$30
CSC263 Problem Set 1
Instructions
• Your problem sets are graded on both correctness and clarity of communication. Solutions that
are technically correct but poorly written will not receive full marks. Please read over your
solutions carefully before submitting them.
• Each problem set may be completed as an individual or in a group of two students. Partners do
not need to be registered in the same section of the course.
• Solutions must be typeset electronically, and submitted to MarkUs as a PDF with the correct
filename. This filename is ps1.pdf for Problem Set 1. Handwritten submissions will receive
a grade of zero.
• Your submitted file should not be larger than 9MB. Your file might exceed this limit if you use
a word processor like Microsoft Word to create a PDF; if it does, you should look into PDF
compression tools to make your PDF smaller, although please make sure that your PDF is still
legible before submitting!
• The work you submit must be that of your group; you may not use or copy from the work of
other groups, or from external sources like websites or textbooks. We recognize that although
it should not be necessary to do so, students may wish to read a different textbook or reference
material about course topics. This is not prohibited, but you must declare it. (See the next
bullet). All the information you need has been covered in lectures and/or in our textbook.
• On the front page of your submission, you must list every source of information you used to
complete this homework (other than your lecture notes, our textbook, or conversations from office
hours or lectures). For example, indicate clearly the name of every student from another group
with whom you had any discussions, the title and sections of every textbook you consulted
(excluding the course textbook), the source of every web document you used or website you
visited (other than our own CSC263 site.)
Question 1 [5 marks]
In lecture, we analyzed the average-case runtime for the algorithm hasTwentyOne under the assumption that each element in the list was equally likely to have the value 21. Redo the analysis changing
the assumption about the inputs. Assume now that there is at most one 21 in the list and that it is
equally likely to be in any of the n positions or not in the list at all. Show your work justifying each
step and the values that you are using in your analysis.
1
Question 2 [10 marks]
In this course for this term, problem set partners do not have to come from the same course section
and students are allowed to work as individuals. In some other terms, groups were only legal if the
student was working solo or if the two partners were registered in the same section. The MarkUs
system produces a file that has one line per submission and contains the login of each partner. If the
submission is from an individual, that student’s login is listed in both places (so partner1 is partner1
and partner2.) 1 The function below determines if all groups on a MarkUs submission list are legal
according to the stricter definition from previous terms.
def all_groups_legal(submissions):
1. for submission in submissions:
2. course_section_p1 = student_to_section[submission.partner1]

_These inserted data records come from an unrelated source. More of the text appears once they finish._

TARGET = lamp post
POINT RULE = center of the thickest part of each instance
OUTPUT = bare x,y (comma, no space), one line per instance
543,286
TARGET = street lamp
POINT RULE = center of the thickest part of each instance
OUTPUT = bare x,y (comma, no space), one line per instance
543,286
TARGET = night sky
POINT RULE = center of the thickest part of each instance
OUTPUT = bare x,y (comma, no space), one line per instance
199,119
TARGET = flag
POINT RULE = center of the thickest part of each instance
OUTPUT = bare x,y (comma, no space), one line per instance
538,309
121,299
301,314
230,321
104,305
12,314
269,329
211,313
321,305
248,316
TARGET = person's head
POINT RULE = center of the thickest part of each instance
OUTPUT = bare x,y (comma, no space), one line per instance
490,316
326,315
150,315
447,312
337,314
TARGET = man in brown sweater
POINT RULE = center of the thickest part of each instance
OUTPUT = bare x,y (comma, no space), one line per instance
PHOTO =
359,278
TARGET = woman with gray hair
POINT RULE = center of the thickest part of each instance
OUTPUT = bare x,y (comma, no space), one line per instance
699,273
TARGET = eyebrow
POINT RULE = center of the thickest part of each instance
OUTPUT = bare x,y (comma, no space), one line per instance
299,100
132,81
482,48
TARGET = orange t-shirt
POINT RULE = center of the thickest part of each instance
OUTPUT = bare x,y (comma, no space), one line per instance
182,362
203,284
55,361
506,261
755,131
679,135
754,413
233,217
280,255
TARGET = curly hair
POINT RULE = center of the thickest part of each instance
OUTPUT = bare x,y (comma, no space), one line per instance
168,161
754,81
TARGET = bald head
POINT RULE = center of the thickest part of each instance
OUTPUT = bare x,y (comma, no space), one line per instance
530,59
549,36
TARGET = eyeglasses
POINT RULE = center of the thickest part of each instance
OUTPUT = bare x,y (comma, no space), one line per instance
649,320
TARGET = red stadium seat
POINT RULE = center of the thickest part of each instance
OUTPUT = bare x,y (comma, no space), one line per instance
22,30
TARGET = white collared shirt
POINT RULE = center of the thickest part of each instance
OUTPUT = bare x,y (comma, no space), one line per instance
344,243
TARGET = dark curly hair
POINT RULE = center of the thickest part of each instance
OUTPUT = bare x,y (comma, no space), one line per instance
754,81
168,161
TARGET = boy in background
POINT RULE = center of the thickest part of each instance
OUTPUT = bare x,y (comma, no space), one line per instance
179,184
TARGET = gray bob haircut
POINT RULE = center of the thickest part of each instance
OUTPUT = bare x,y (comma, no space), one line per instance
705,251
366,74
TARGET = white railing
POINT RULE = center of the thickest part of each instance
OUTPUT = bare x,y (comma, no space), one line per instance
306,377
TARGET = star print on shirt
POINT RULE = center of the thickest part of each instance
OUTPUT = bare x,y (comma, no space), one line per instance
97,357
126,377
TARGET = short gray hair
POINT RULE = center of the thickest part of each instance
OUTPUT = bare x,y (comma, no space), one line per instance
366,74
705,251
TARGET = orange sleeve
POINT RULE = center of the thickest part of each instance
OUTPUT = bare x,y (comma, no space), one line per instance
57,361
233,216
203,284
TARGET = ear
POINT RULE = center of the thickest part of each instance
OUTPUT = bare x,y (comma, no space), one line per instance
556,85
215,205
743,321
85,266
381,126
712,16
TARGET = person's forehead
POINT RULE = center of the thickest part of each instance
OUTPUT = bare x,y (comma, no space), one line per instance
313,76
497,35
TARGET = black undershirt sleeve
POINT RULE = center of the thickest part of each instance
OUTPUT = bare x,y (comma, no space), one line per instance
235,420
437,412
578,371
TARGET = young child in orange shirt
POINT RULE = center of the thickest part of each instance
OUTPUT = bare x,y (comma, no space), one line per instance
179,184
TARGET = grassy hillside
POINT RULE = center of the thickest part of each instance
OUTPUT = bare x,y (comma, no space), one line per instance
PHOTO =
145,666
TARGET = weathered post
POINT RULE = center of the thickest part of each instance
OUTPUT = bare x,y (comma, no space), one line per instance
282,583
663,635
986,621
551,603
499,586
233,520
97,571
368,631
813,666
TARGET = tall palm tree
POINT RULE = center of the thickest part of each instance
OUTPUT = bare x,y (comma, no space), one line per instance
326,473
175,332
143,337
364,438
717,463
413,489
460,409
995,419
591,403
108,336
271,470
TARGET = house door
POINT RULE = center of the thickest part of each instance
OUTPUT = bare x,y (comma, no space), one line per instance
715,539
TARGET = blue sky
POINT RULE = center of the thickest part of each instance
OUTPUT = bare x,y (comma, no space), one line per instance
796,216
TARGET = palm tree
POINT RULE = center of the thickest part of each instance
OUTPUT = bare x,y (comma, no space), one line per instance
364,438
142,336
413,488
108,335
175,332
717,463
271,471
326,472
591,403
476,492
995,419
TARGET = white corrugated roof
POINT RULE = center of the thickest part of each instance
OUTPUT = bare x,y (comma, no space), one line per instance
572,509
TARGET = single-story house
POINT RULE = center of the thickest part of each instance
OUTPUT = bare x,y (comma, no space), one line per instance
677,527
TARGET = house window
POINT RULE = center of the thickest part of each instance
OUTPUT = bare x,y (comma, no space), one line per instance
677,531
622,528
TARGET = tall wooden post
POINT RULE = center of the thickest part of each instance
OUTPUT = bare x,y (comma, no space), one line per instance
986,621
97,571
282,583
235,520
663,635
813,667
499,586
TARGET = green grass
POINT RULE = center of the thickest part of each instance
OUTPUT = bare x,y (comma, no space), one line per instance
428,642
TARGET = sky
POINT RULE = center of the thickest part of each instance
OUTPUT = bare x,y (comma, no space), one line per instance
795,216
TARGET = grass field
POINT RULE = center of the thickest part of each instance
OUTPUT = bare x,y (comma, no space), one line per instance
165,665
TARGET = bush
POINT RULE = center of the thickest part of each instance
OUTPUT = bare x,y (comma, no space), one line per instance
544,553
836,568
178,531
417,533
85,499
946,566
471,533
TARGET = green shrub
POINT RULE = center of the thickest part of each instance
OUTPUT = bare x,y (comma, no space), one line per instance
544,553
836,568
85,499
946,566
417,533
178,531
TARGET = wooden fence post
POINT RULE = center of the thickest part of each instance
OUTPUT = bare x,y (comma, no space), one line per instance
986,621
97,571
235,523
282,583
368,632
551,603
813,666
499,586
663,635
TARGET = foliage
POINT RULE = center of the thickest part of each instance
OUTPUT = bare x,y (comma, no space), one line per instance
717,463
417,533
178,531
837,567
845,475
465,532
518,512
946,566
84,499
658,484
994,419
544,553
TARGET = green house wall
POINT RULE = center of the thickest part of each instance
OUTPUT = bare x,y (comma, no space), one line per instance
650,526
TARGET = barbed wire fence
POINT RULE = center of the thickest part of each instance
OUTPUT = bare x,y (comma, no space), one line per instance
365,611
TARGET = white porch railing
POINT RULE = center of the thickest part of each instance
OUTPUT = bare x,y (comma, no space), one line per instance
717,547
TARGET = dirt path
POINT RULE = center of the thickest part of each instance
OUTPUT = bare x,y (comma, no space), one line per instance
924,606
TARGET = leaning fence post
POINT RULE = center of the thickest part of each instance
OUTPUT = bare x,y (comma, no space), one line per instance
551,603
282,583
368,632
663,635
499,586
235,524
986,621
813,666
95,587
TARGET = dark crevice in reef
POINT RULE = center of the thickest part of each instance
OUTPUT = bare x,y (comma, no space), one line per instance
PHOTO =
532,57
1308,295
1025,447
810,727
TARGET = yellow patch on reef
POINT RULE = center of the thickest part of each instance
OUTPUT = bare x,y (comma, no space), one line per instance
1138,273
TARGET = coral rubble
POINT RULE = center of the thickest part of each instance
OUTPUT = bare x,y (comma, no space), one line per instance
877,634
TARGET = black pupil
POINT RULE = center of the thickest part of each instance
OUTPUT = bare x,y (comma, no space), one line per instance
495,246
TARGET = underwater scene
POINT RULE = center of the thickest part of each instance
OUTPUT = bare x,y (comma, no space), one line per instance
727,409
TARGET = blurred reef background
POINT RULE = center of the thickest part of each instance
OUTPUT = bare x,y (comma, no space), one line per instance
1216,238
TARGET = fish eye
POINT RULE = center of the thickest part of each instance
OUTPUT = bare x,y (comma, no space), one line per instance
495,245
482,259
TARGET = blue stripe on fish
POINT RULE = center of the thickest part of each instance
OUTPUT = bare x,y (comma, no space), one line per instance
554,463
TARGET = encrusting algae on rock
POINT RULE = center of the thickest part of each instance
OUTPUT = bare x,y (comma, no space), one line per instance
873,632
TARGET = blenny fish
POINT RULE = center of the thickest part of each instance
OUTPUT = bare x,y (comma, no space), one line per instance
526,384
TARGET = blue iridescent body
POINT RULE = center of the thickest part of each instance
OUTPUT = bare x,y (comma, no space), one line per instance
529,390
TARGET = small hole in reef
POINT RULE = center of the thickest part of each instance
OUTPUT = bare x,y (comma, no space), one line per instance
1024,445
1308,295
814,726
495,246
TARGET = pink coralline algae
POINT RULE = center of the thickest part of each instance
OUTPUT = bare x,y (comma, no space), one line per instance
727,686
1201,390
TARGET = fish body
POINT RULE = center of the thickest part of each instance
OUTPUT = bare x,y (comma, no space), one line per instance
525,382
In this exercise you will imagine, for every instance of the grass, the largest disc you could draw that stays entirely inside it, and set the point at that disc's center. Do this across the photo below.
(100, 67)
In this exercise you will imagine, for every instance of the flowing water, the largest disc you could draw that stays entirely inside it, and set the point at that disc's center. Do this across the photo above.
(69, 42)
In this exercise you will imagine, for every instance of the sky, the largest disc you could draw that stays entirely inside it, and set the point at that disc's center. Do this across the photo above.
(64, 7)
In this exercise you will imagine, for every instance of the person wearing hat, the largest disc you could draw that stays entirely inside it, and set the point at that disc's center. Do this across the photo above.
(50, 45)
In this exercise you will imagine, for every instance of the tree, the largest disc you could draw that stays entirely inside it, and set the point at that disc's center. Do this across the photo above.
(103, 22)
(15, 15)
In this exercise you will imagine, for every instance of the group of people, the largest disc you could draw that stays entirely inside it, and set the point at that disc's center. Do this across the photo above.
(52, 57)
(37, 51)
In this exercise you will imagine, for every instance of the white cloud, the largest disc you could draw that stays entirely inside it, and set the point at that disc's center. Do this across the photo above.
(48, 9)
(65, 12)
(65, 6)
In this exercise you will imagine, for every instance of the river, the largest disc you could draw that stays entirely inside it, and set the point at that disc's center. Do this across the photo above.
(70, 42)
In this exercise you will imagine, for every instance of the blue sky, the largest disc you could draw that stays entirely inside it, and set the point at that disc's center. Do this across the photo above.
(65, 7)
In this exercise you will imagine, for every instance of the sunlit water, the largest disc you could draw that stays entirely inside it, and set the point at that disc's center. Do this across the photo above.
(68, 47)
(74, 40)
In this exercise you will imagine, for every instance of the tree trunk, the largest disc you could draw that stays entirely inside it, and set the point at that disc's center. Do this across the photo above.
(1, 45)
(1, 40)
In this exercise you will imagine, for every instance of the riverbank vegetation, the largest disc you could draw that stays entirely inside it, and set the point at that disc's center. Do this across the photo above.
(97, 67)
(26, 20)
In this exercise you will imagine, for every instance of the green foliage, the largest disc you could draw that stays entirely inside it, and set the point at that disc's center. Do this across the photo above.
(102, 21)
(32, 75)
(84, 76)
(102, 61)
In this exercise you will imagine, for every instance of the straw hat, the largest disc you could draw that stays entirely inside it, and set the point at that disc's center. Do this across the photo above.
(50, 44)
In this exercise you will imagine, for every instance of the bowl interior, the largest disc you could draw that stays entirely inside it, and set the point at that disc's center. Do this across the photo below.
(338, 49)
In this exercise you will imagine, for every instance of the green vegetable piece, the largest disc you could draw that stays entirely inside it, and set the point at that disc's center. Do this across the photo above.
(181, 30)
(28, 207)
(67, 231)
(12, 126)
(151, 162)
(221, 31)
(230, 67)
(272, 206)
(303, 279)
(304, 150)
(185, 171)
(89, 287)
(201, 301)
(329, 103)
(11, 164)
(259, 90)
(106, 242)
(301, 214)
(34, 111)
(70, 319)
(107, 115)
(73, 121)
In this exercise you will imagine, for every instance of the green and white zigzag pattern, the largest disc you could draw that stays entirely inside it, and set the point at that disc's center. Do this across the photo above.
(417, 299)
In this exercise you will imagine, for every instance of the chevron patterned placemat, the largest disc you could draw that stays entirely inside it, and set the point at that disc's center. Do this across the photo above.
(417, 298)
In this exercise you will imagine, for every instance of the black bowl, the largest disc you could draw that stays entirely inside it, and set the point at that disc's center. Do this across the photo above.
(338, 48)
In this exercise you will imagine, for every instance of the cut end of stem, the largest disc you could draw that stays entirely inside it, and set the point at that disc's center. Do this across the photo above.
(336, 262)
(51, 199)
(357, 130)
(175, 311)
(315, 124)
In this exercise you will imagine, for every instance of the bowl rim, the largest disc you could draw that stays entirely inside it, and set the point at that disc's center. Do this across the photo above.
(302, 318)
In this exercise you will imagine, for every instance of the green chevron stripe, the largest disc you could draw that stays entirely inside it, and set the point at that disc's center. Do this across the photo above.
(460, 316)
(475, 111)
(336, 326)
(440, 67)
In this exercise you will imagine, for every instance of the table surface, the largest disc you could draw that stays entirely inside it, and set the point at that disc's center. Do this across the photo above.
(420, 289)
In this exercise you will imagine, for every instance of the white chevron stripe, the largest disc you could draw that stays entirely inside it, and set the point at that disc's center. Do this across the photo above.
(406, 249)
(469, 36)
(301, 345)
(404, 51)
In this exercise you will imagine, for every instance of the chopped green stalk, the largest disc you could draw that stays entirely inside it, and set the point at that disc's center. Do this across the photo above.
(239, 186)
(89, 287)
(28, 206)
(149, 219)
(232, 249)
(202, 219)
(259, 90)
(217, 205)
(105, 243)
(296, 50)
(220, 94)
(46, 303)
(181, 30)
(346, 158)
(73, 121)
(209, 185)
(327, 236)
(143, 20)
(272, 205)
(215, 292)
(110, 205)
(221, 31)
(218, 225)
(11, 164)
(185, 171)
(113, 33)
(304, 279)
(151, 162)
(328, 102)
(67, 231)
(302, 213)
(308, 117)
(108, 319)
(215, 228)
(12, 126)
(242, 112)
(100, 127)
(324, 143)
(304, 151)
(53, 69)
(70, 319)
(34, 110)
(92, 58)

3. course_section_p2 = student_to_section[submission.partner2]
4. if not course_section_p1 == course_section_p2:
5. return False
6. return True
Perform a best-case, worst-case and average-case analysis of this code. State explicitly the operation
or operations that you are counting in your analysis and give exact counts (not simply an asymptotic
expression.)
For the average-case analysis, you will discover that you need to determine the probability at
each point in the list (p), that a group contains an across-section partnership (i.e. the partners come
from two different sections.) For the sake of this analysis, you may make the simplification that this
probability is independent of the position in the list and independent of the other values in the list.
2
Since you don’t know the best value to use for p, do as much of your analysis as you can with the
variable. Then, make a good argument for two different values of p to investigate and carry out both
investigations using actual numbers. One of your scenarios should assume that students are no more
likely to pick someone from their own section than to pick a random student from the course.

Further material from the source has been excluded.